Year end results for 2024-25 water year.

 For those few people around the world who search the internet for good data on how productive domestic scale micro-hydro is, here are my figures for the past year.

As years go, it has been a dry year in terms of rainfall, and the turbine's output has consequently been not as good as some years. The year end figures were saved from being too bad by the year starting off very wet and this meant that a good deal of the year's total energy was generated by the end of February. After that, rain became scarce and generation steadily declined for the remainder of the year.

Nevertheless, with 4534 kWh generated, I can't grumble.

In each graph, the bold black line represents data from the 2024-25 water year (Oct 2024 to Sep 2025).

1. Daily output (mean power W = total daily energy kWh / 24)

2. Cumulative energy output (kWh)

3. Power duration curve (number of days generating at measured levels of power output)

4. Whole year rainfall vs whole year energy generated.

Penstock pipeline purging.

I hadn't been thinking that silt accumulation would have amounted to much in the penstock delivering water to my Powerspout. Yes, I did do 'flush throughs' to remove silt back in 2014 and 2018, but I haven't done one since.

But as the years have clocked by since 2018, I and others began to notice that power output for each nozzle was getting to be less in each successive year; this was most noticeable for the biggest nozzle - which used to generate over 900W in the winter months, but by 2024/5 was only producing 885 W.

There were a number of possible explanations for this fall-off in generation, - wear on the pelton runner, or changes I had made to the algorithm in the grid-tied inverter, - but when I'd excluded these, the only likely cause remaining was silt accumulation in the penstock.

So this week I set about flushing through the penstock thoroughly.

In previous 'flush-throughs' I had either removed the turbine completely from its plinth or only flushed from the top nozzle holder; this time I wanted a way of doing it which didn't disturb the turbine's seating on the plinth and which flushed the more important bottom nozzle, - which is the one in constant use.

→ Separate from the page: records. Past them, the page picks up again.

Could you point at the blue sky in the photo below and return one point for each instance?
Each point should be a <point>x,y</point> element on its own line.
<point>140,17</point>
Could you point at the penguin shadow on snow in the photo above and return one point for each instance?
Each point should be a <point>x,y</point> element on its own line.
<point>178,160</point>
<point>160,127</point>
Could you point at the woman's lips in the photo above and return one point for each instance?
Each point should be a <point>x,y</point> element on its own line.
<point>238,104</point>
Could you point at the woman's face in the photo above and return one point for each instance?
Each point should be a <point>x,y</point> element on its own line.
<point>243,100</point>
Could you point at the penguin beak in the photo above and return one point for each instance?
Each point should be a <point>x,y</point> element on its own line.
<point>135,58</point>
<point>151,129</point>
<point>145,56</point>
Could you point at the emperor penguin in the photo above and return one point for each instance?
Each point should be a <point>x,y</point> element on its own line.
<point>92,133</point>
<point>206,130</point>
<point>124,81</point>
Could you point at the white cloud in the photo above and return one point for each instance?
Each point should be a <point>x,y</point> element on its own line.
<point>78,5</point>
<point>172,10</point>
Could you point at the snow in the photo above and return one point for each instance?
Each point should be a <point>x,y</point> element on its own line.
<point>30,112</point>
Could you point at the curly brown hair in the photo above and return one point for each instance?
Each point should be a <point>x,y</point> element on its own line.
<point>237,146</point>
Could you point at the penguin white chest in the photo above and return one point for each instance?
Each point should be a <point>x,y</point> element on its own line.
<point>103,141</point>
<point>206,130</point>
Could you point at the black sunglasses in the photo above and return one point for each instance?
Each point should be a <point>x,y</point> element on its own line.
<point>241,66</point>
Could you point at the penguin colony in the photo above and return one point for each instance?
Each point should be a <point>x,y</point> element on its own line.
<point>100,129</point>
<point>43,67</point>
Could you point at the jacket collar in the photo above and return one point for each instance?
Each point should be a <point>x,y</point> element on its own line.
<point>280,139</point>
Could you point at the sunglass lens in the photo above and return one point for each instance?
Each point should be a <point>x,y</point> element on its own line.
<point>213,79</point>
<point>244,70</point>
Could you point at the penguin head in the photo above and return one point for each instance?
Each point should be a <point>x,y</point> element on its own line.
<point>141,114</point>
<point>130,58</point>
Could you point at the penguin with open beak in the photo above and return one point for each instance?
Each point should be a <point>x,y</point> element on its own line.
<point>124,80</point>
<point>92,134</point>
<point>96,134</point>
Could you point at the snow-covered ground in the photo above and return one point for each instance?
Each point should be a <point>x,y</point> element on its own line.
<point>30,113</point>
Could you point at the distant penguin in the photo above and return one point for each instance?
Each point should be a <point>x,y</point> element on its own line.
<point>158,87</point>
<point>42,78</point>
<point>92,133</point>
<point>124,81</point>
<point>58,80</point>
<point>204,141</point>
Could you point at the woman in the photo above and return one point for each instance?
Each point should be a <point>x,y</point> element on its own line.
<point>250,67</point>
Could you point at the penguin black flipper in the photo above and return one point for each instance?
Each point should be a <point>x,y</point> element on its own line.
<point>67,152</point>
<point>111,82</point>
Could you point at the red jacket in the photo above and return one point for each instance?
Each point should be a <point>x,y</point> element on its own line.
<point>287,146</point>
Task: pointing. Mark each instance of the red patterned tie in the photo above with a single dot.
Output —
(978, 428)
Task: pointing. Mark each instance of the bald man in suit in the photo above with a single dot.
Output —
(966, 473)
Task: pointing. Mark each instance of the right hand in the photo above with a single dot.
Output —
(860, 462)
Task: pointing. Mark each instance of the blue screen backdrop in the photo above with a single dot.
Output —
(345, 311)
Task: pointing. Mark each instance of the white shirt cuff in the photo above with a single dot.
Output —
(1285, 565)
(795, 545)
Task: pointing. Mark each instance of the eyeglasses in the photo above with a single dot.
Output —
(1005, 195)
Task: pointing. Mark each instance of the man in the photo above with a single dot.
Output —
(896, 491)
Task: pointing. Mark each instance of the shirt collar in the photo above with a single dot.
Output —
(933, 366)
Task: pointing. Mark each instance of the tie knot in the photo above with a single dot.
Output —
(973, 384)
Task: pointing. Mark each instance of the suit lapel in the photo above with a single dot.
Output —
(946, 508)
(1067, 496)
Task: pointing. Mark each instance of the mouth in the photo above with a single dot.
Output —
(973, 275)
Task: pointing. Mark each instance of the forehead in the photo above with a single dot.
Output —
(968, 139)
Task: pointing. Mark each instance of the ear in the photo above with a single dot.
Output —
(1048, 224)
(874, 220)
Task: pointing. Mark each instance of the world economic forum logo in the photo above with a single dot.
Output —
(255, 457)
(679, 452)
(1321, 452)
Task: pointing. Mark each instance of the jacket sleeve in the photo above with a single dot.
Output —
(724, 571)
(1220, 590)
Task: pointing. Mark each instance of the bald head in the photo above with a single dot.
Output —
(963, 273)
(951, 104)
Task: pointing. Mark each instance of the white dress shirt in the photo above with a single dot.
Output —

The pipe bend in the picture is 2" bore and it attaches to the 2" BSP parallel threading of the nozzle holder with a 2" union, - which has BSP taper threads.

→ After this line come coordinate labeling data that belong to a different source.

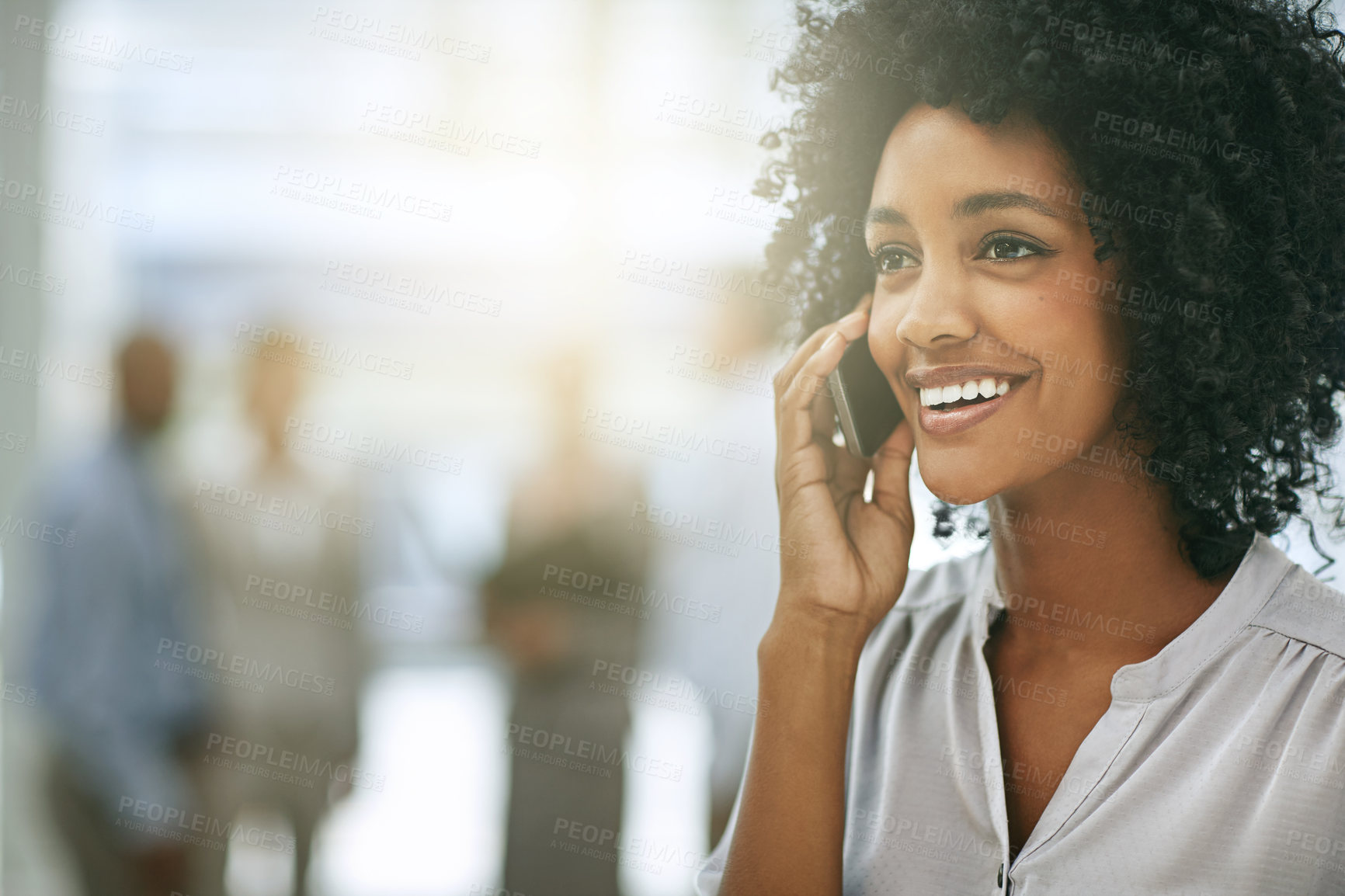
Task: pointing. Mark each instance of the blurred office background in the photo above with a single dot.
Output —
(532, 226)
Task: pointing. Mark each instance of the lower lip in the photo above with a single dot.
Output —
(947, 422)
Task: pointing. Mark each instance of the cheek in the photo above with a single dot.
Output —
(884, 345)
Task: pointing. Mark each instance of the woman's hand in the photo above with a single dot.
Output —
(843, 567)
(848, 560)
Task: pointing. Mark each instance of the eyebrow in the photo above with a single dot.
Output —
(968, 207)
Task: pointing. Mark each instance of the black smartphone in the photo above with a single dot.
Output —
(867, 409)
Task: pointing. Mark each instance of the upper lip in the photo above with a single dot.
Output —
(958, 374)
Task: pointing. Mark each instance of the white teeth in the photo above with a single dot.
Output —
(985, 387)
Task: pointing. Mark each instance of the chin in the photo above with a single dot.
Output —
(959, 483)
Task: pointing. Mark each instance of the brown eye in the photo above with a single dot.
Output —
(1008, 249)
(891, 260)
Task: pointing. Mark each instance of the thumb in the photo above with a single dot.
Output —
(892, 474)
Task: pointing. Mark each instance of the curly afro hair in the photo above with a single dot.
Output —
(1211, 136)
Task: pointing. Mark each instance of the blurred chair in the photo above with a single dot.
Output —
(569, 513)
(290, 599)
(120, 725)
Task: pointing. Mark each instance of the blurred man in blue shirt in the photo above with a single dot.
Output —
(108, 603)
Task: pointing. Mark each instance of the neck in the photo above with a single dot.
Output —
(1093, 564)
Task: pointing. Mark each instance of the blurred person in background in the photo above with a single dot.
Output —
(568, 516)
(731, 363)
(292, 596)
(113, 589)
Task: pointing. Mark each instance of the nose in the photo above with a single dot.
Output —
(938, 311)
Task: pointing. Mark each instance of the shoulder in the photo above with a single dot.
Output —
(942, 584)
(1305, 609)
(931, 599)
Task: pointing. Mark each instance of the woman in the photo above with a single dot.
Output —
(1103, 245)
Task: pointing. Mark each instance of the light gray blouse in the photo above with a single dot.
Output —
(1218, 769)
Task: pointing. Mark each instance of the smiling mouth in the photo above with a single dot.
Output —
(973, 392)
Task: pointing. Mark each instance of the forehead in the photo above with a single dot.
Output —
(940, 154)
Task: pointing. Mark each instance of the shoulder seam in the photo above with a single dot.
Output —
(1302, 641)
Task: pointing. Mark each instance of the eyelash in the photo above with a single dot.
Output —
(986, 245)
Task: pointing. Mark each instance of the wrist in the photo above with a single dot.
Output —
(814, 638)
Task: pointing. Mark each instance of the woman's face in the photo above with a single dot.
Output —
(988, 287)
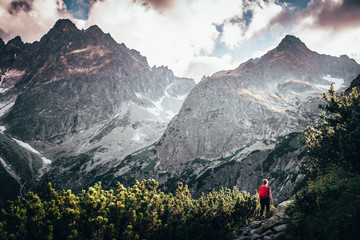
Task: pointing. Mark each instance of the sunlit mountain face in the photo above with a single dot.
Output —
(79, 92)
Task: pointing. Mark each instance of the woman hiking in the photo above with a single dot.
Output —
(265, 197)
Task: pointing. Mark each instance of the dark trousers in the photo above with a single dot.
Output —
(264, 202)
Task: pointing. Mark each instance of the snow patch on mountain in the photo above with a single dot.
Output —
(9, 170)
(338, 83)
(5, 107)
(31, 149)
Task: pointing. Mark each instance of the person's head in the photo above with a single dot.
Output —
(265, 182)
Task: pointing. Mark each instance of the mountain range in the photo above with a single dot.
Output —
(77, 108)
(79, 92)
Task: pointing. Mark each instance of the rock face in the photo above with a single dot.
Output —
(78, 91)
(354, 83)
(240, 126)
(270, 229)
(261, 99)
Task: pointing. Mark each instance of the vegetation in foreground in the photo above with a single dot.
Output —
(329, 206)
(138, 212)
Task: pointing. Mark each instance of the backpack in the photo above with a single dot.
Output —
(264, 191)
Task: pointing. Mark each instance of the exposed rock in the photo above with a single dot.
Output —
(272, 228)
(79, 92)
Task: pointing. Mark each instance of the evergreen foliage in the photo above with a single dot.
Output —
(138, 212)
(337, 141)
(328, 207)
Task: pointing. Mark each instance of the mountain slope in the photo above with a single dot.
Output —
(240, 126)
(78, 92)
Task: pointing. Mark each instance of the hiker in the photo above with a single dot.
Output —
(265, 197)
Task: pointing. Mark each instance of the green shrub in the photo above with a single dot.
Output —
(327, 208)
(138, 212)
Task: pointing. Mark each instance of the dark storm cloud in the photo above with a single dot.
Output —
(4, 35)
(20, 5)
(159, 5)
(79, 8)
(333, 15)
(282, 18)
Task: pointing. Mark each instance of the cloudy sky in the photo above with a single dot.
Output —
(196, 37)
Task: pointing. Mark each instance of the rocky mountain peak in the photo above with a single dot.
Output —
(290, 42)
(63, 29)
(94, 29)
(15, 42)
(64, 25)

The silt seems to have been cleared from the pipeline in the first few seconds but to be sure, we did two header-tank-fulls of flushing, with each full tank being 6 cubic metres, - it discharged in just 4m 30s.

Afterwards, it was gratifying to see that electrical generation had been improved.

Before flushing, the ac watts generated from the grid-tied inverter was 391.5 W, and afterwards it was 418.5 W; that's 27 W of improvement, representing an improvement in water-to-wire efficiency from 50.7 to 54.1%. 

Pre-flush:

Post-flush:

I'm going to make 'penstock pipeline purging' a yearly maintenance job from now on, alongside the need to de-silt the header tank each year.